|
Годовщина победы, годовщина смертей многих близких нам всех людей. Если бы не уговоры Гермионы, я не показал бы носа сюда. Не для меня этот праздник.
Кто-то радостно хлопал меня по плечу, кто-то смотрел с затаенной злобой. Я отвык от людского внимания, мне были в тягость даже простые разговоры.
— Гарри, Дамблдор просил тебя зайти в кабинет директора. Только поторопись — его сегодня все портреты по расписанию ждут!

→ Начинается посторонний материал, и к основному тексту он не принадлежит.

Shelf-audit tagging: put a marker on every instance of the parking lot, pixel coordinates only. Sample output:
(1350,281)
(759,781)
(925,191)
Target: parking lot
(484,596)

Вот уж кого мне совсем не хотелось видеть, так это его. Но лучше все же один Дамблдор, чем десятки разномастного народу вокруг. Я быстро выскользнул из Большого зала и отправился прямиком к знакомой горгулье.
Вошел в кабинет и первым делом бросил затравленный взгляд на то место у колонны. Что надеялся увидеть там? Пятна крови, оставленную мантию, кровавый след до двери? Не знаю. Но, пока не поймал на себе внимательный взгляд Дамблдора с портрета, не мог оторвать взгляда от той площадки у колонны, где стоял год назад.
— Гарри, мальчик мой, как твои дела?
Я поднял голову и увидел в раме над собой старика с седой бородой в пол и голубыми глазами за очками-половинками. Я не видел его год. Казалось — полжизни.
— Спасибо…директор… Хорошо…
Он ухмыльнулся в бороду.
— Я привык называть вас именно так. Для меня существует только один директор Хогвартса.
Он вновь улыбнулся и посмотрел на меня более пристально, склонив голову. Я никогда не любил этот его взгляд.
— Ты выглядишь усталым.
Еще бы. Почти бессонная ночь, дорога.
— Просто плохо спал.
Пронзительный взгляд продолжал буравить меня.
— Тебе все еще снятся кошмары, Гарри?
Я невольно потер рукой шрам на лбу. Когда он перестанет заботиться обо мне, как о малом ребенке?
— Нет. Я не вижу кошмаров, директор. Я допоздна был в маггловском ночном клубе, — смущенно улыбаюсь, разрешая ему считать, что он поймал меня.
Он смягчил взгляд, в глазах появились легкие смешинки.
— А-а-а… Ну, это хорошо…Это нужно…
Я кивнул.
Нет, я не собираюсь кому-либо рассказывать о себе. Пусть все будет так, как есть.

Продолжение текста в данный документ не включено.